Can't Hack It!

As the academic year from hell reaches completion, the sun emerges, and the ability to go on vacation resumes, we should all have a little spring in our step and a growing sense of optimism. Then comes a new NBER WP that puts a damper in the moods of many people.  


Aside from the topic itself, many comments have focused on the Instrumental Variable (IV) strategy used in the paper. 


Forgetting about the specific model at hand, the authors are perfectly upfront about the fact that two instruments are considered, but only one is chosen after seeing the results of some specification tests. And that brings me to the subject of this blog that I have wanted to write for a while, but lacked the mental bandwidth to do so.


The issue at hand is pre-test bias; a subject I have written about here and here. The notion is simple, but unfortunately is not well understood it seems by many applied researchers. I, too, was grossly deficient in my understanding coming out of graduate school. It wasn't until I started interacting with a time series colleague at SMU that I became enlightened. Yes, time series can be useful. Occasionally.  

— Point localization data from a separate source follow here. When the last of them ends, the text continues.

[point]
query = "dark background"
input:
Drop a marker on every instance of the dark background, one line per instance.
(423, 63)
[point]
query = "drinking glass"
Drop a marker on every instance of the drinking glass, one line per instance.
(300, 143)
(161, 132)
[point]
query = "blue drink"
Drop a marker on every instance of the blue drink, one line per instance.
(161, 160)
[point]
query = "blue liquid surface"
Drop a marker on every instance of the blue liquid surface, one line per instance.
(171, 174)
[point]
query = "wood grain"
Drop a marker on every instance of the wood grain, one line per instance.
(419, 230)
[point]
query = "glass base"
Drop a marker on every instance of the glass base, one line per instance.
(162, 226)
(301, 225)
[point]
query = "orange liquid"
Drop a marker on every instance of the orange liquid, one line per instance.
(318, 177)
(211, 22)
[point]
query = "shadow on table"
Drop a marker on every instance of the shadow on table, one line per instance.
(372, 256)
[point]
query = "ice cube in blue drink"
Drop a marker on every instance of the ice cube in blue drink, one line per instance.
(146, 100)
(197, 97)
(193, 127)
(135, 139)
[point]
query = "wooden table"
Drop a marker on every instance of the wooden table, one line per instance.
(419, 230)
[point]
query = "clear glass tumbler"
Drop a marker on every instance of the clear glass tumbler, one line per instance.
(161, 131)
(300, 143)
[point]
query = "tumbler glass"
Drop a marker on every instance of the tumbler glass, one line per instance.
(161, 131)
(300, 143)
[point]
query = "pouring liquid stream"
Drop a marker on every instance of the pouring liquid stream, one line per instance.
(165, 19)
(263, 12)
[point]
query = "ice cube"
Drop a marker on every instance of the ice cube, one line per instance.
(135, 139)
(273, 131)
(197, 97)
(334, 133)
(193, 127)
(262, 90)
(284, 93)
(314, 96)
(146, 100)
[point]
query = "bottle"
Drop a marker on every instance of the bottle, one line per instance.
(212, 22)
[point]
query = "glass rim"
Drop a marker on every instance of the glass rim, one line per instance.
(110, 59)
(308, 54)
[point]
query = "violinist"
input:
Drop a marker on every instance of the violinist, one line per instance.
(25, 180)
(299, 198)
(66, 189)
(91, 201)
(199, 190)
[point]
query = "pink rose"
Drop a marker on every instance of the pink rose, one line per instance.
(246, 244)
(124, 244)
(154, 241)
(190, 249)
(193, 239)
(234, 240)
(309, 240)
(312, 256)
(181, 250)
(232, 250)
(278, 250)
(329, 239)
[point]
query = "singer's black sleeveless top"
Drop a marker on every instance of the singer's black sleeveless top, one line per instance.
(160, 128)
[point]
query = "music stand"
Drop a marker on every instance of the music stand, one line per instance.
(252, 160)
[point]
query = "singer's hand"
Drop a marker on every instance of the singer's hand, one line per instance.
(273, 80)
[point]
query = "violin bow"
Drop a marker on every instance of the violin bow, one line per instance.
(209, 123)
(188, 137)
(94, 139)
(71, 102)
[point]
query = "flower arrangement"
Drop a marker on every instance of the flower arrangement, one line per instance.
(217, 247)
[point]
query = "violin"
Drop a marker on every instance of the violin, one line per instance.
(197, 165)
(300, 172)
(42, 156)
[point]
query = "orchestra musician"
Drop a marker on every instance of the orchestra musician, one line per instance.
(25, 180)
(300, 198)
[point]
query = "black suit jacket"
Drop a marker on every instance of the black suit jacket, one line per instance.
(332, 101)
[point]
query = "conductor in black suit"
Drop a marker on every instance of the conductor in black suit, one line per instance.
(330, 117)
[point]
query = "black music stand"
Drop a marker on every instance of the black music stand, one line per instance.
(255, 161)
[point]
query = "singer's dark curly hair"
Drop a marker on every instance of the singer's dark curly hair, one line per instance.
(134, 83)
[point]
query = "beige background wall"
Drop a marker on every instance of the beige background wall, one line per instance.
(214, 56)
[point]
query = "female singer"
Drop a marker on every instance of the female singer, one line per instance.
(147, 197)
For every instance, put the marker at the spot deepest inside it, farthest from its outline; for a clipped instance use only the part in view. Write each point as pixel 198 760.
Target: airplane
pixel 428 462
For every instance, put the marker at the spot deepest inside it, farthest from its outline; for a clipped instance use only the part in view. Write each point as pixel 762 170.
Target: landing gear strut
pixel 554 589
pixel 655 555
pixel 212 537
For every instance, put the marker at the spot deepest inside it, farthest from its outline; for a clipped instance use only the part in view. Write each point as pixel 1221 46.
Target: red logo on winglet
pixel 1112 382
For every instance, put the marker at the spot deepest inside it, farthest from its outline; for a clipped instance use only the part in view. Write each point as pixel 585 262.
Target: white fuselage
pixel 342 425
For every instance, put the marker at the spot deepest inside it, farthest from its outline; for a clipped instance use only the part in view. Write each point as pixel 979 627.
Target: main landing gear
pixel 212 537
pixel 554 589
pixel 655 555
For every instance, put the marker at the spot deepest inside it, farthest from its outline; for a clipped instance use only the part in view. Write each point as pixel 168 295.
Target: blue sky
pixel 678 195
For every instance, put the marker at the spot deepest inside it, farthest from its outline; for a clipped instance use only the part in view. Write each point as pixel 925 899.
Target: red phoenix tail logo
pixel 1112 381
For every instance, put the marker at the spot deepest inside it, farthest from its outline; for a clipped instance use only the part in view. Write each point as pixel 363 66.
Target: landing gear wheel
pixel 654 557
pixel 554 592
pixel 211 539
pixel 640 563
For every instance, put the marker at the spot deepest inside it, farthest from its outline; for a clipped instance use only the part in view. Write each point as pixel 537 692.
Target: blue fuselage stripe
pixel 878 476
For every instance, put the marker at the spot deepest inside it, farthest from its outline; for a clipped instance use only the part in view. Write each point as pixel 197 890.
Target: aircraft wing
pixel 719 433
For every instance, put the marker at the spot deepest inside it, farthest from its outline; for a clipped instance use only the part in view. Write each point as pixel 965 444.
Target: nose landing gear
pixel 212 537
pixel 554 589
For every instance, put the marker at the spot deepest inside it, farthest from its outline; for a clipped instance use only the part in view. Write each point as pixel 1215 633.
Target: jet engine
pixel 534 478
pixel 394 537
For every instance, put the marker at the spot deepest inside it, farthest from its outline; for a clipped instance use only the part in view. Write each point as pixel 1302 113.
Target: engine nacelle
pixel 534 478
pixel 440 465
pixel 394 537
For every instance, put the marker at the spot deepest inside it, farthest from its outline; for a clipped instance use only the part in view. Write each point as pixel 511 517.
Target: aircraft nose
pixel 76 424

As I said, the basic notion of pre-test bias is very simple. David Giles defines a pre-test strategy as arising when "we proceed in a sequential manner when drawing inferences about parameters." Following such a strategy often leads to biased inference. Researchers are predominantly aware of this as it relates to the idea of p-hacking. With p-hacking, researchers search over model specifications for significant results (i.e., p-values less than conventional levels of significance such as 0.10 or 0.05). Such results are unlikely to hold up to scrutiny as they are more than likely due to pure chance. 

While it is naïve to think that p-hacking does not occur despite researchers' awareness of the issue, other pre-test strategies remain common and out in the open due to a lack of awareness. The paper mentioned above typifies perhaps the most common situation: IV specification testing. When using IV, researchers often try numerous instruments, retaining results based on instruments that are strong and pass overidentification tests (if applicable). Let's call this F-hacking in reference to the first-stage F-test of instrument strength.

Two recent papers that have reviewed IV applications suggest that F-hacking is a severe problem. Andrews et al. (2019) provide the following histogram of published F-statistics. Given the rule-of-thumb associated with the critical value of ten from Stock et al. (2002), this histogram is surely not arising from chance.


Frankly, it looks like researchers are giving us the bird. Too cynical? 

Brodeur et al. (2020) perform a similar analysis, showing not only the disproportionate number of studies with F-statistics just above ten, but also evidence of p-hacking in the second-stage as well.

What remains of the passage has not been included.